Right now, bionics are really meant to replace or supplement failing parts, like Cheney’s implanted defibrillator. But an increasingly common cosmetic surgery in China severs the bones in the leg in order to add boosters, and increase the overall height. Pitchers have been having surgeries that allow for more strength in their pitching arm for some time. I have a congenital problem with a pair of teeth, and at some point will have them replaced with titanium implants. My dentist assures me that because these are screwed into the skull directly, they will be considerably more resilient than “real” teeth. Were it not for the expense, risk, and pain, I can see having major joints–particularly a shoulder injured in a motorcycle accident many years ago–replaced with titanium, just to give me a slight everyday edge.
And I haven’t even touched the chemical alterations. Sure, we all know that steroids are bad for us, but there are a host of drugs, from HGH (did you know it is used for weight loss?) to Provigil, that are being used for body hacking.
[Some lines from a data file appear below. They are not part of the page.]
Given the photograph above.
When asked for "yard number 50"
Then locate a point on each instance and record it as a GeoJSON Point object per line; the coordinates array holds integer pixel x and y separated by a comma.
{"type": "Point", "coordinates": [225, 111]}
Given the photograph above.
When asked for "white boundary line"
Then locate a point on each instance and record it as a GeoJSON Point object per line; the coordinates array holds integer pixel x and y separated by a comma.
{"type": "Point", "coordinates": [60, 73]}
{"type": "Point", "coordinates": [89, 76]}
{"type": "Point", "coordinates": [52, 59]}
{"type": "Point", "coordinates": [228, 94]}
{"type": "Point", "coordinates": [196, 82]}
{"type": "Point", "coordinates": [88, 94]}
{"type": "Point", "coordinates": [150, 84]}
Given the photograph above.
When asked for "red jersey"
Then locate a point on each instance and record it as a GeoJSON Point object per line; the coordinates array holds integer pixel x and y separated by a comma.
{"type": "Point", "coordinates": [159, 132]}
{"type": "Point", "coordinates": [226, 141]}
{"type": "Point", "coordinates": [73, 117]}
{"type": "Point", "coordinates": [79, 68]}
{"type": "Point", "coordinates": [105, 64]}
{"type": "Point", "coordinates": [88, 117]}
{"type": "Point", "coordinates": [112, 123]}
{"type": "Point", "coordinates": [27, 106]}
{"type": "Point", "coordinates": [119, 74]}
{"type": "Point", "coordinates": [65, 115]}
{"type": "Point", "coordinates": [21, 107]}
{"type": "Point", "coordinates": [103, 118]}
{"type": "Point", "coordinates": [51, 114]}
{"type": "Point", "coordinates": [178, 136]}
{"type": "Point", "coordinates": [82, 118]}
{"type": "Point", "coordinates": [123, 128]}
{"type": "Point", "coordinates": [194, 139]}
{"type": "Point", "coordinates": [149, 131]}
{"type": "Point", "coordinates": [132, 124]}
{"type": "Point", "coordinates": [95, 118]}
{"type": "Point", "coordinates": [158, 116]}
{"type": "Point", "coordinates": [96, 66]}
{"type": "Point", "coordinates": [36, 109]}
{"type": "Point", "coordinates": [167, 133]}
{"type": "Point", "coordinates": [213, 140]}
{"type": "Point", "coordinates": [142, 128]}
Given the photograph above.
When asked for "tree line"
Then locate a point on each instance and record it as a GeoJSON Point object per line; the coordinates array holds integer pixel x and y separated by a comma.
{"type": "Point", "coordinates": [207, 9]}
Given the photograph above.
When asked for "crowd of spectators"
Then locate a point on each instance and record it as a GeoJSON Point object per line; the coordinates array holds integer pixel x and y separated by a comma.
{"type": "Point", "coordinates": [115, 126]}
And need I mention the little blue pill and its cousins? A lot of people on the drugs front, not surprisingly, are amateur hackers, in the tradition of Prof. Leary.
I suspect it won’t be too long before we start to see amateurs willing to do surgery. It will start light, like self-chipping (inserting subdermal RFIDs and other subdermal devices), and move on to other small implants. As do many, I suspect that this will be a major source of medical tourism in the next few years, though perhaps the destination will not be Chiba. Although bioDiY is heating up, I suspect it will be a while before we see self-surgery as getting its own magazine (Make, Craft, and Cut?).
Update (8/11): As Jeremy notes below, body modification has been going on for cosmetic reasons for as long as humans have been around. This includes things like tattoos, scarification, piercings, implanting foreign objects, and the like. (Actually, dental implants into the skull have a much longer history than just the recent titanium versions.) There has also been a rise in DiY and self-inflicted cosmetic surgery, especially among those with various body dysmorphic disorders. Although I am interested in body modification for form, I am more interested in function. I think that this is relatively new, on the amateur side. I also expect that because the expertise is difficult to develop, most of the experimentation on this front will happen in places like India, which is already developing a strong medical tourism industry. Of course, some of it will also come from those in the body modification culture, who already have some practical experience in amateur surgery.